Barton was an ardent Francophile who had first travelled to Paris in 1915 to study art and to report the war in pictures. Known as the “commuter” by friends and colleagues, Barton ran a lively salon that quickly became an important New York cultural center. He counted Charlie Chaplin, Sinclair Lewis, Paul Robeson and Somerset Maugham among his illustrious guests. At one soirée Tailleferre played a four-hand transcription with George Gershwin of his Rhapsody in Blue. After an exciting yet comparatively brief honeymoon period, however, Barton grew increasingly jealous of Tailleferre’s growing success and popularity. He openly told her that he thought little of her compositions and actively discouraged her from composing. As tensions increased, the couple departed for France in hopes of jumpstarting their relationship. While Tailleferre continued her blazing career as a composer and performer, Barton’s frequent long stays in France got him in trouble with his magazine job back home. Although he was made a chevalier of the Legion of Honor in 1927, his psychological disorder—having been diagnosed as a manic-depressive—worsened. In the event, the marriage could not be saved and the couple divorces in 1929.
One month after his divorce from Germaine was finalized in 1931, Barton typed out a long note, which he titled “OBIT” in red ink. “He placed it next to an illustration of a human heart, and got into bed in silk pajamas. While holding a cigarette in his left hand, Barton shot himself through the right temple, three months short of his 40th birthday.

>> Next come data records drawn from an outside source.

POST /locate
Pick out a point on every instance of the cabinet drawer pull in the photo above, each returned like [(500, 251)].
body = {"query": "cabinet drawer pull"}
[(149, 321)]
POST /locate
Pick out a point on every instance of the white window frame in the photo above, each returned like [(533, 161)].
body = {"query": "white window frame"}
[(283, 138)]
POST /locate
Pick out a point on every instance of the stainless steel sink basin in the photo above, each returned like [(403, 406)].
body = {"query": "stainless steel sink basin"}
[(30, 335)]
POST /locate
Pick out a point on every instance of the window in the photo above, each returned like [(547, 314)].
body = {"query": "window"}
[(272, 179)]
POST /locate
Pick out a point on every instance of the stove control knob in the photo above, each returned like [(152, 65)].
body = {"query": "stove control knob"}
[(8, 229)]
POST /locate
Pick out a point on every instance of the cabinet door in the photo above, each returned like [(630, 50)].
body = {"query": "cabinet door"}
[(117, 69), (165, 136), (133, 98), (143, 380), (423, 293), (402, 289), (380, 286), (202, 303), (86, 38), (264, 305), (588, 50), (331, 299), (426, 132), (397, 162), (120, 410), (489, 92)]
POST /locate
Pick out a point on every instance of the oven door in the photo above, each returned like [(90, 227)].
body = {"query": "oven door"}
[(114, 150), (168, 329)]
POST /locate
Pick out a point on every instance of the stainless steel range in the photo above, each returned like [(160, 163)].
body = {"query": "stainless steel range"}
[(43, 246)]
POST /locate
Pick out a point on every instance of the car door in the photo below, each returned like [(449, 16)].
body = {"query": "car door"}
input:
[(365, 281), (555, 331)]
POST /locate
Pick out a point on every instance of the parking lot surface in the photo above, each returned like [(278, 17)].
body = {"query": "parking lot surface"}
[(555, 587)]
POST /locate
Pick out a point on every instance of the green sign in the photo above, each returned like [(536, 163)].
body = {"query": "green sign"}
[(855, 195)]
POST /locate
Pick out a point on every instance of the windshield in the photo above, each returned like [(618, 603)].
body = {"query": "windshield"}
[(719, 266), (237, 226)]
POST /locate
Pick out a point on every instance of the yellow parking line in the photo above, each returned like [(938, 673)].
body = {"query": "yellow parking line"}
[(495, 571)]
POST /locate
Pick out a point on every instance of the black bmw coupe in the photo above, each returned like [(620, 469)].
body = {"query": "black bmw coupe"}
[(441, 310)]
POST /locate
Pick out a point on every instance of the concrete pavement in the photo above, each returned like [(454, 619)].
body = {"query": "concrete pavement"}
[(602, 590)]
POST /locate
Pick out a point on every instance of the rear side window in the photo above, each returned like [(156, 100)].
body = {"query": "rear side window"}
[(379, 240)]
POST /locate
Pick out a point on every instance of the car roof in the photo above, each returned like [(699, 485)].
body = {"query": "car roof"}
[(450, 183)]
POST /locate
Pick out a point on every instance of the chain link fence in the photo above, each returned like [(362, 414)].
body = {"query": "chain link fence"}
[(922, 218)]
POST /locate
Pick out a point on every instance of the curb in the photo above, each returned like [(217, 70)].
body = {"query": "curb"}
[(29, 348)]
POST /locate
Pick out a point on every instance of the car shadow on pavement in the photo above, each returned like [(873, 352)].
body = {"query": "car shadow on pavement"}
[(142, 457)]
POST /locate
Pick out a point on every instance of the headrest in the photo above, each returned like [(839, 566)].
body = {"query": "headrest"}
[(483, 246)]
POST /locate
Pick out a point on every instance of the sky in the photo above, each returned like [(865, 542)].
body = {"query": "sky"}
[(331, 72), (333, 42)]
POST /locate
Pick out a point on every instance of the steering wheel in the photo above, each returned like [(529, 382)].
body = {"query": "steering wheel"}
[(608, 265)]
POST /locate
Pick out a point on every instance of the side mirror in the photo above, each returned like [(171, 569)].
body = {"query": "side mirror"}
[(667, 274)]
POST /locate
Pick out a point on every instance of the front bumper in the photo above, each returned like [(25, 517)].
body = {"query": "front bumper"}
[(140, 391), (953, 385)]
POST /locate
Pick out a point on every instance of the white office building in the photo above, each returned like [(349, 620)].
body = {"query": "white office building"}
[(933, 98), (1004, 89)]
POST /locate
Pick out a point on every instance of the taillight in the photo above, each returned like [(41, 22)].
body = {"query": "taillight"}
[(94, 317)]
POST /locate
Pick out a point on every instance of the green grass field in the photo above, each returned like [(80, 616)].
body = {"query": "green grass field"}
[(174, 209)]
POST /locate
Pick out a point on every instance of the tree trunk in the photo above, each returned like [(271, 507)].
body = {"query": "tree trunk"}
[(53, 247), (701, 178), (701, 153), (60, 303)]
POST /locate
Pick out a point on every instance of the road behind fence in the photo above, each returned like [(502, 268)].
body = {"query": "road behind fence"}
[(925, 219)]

“Any sane doctor knows that the reasons for suicide are invariably psychopathological and the true suicide type manufactures his own difficulties,” he writes. “I have had an exceptionally glamorous life, as life goes; and I have had more than my share of affection and appreciation. I have always had excellent health, but since my early childhood I have suffered from a melancholia, which in the last five years has begun to show definite symptoms of manic-depressive insanity. I have run from wife to wife, from house to house and from country to country in a ridiculous effort to escape from myself.”
Putting the misery of her failed marriage behind, Tailleferre gave birth to her daughter Francoise—who eventually became a concert pianist in her own right—in 1931. One year later she married the father, the French lawyer Jean Lageat. Although she was once again discouraged from composition, the marriage lasted for 24 years. Not surprisingly, however, the union also ended in divorce in 1955. Although Tailleferre dealt with the insecurity of men throughout her life, she never lost faith in her ability to create, or in her devotion to love. “Love,” she writes, “is the emblem of eternity; it confounds all notion of time; effaces all memory of a beginning, all fear of an end.”